Recessions and Recoveries

Two weeks ago the National Bureau for Economic Research (NBER) announced that we are out of the recession and have been since June 2009.  So, how does this recession compare to previous recessions?

The earliest date that the NBER uses is 1854.  The average length of a U.S. recession between 1854 and 2010 is 17 months.  If one uses post-WWII data, the average length of a business contraction is 10 months.

If we compare the current recession, which started in December 2007, with that of previous recessions, we see that the duration is longer than either average.  Now that the NBER says we hit bottom in June 2009, we have had 19 official months of recession.

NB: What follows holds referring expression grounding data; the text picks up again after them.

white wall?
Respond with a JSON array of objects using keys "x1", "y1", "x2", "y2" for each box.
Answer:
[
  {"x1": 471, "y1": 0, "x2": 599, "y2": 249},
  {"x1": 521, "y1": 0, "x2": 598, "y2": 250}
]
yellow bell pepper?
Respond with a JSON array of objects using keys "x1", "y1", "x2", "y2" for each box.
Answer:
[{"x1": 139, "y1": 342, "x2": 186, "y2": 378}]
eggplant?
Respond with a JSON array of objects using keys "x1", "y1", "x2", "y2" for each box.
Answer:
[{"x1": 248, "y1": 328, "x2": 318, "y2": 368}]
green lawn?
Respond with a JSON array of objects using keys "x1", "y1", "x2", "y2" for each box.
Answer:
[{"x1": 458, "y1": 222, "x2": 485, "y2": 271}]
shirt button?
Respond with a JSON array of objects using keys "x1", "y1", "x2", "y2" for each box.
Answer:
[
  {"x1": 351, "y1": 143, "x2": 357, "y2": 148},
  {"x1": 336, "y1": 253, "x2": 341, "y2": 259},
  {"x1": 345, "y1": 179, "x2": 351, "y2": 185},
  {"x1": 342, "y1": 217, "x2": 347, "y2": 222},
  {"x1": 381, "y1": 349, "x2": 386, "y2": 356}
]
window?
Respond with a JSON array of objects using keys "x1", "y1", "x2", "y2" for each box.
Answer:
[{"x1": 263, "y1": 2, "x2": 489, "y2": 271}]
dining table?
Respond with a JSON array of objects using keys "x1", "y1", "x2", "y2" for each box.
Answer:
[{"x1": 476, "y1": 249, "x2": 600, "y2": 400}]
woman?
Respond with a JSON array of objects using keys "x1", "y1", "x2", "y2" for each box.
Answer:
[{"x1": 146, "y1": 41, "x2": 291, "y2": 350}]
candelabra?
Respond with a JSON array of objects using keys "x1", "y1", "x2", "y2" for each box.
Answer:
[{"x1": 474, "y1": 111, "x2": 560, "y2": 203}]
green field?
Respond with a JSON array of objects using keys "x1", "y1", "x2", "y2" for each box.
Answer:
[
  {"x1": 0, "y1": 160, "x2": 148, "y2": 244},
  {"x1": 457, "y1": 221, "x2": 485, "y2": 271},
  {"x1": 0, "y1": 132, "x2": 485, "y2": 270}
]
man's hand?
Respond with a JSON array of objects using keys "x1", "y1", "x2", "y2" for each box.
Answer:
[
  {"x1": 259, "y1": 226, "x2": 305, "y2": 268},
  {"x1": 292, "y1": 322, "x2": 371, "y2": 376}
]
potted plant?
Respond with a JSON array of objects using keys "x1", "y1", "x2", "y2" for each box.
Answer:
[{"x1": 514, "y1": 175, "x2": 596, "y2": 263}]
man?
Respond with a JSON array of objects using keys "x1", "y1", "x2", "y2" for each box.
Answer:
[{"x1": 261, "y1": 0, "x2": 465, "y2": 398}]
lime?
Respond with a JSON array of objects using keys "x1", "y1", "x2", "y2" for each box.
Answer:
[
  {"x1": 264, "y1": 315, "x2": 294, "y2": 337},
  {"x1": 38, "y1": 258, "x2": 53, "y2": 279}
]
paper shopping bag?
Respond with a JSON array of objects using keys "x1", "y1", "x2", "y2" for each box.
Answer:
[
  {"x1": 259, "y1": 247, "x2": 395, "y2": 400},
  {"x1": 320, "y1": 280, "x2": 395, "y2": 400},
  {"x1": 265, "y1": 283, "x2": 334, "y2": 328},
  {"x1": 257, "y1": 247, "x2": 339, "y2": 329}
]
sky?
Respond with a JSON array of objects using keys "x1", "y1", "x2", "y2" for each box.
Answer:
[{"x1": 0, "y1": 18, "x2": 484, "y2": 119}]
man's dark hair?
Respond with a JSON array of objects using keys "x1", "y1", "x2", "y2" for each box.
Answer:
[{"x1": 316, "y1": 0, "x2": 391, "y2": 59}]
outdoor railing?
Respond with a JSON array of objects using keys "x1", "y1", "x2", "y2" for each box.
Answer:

We are now entering the 34th month since the beginning of the recession and many are questioning whether we have truly hit bottom.  While I believe that we have stopped falling, I think that the so-called recovery has started yet.  In fact, there are signs that the recovery is still far off.  For example, private investors are unwilling to make a move until they have a clearer understanding of the government's next regulatory moves.  This situation precisely mirrors investors' sentiments in the 1930s.

The Bush administration reigned over the first 14 months of this recession.  By historical averages, we should have been recovering by inauguration.  What does this tell us?  It says very clearly that the Bush administration made the wrong move by bailing out banks and propping up failing businesses.

It  is now more than 20 months since the Bush administration has left office, and the current government has also done much to hamper any prospect of recovery.  The Obama administration has not unleashed the economy (and reverse the Bush agenda), but instead, it has further shackled it.  By supporting TARP and the Bush bank bail outs and adding to the situation the GM bail out, the ineffective stimulus package, a new health care burden and more financial regulation, the Obama administration has set us on a path towards economic stagnation.  The looming fear is whether the stagnation will be coupled with Jimmy Carter style inflation.

It is time to recognize that taxing, spending and regulating are not the instruments for economic recovery. Money creation, artificially lower interest rates and government accumulation of debt are sending us down the wrong road.

Governments at all levels are stalling the recovery and it seems that no one trusts the market enough to let it do its job.

Perhaps we should listen to our 30th President Calvin Coolidge:

“The people cannot look to legislation generally for success. Industry, thrift, character, are not conferred by act or resolve. Government cannot relieve from toil. It can provide no substitute for the rewards of service. It can, of course, care for the defective and recognize distinguished merit. The normal must care for themselves. Self-government means self-support.”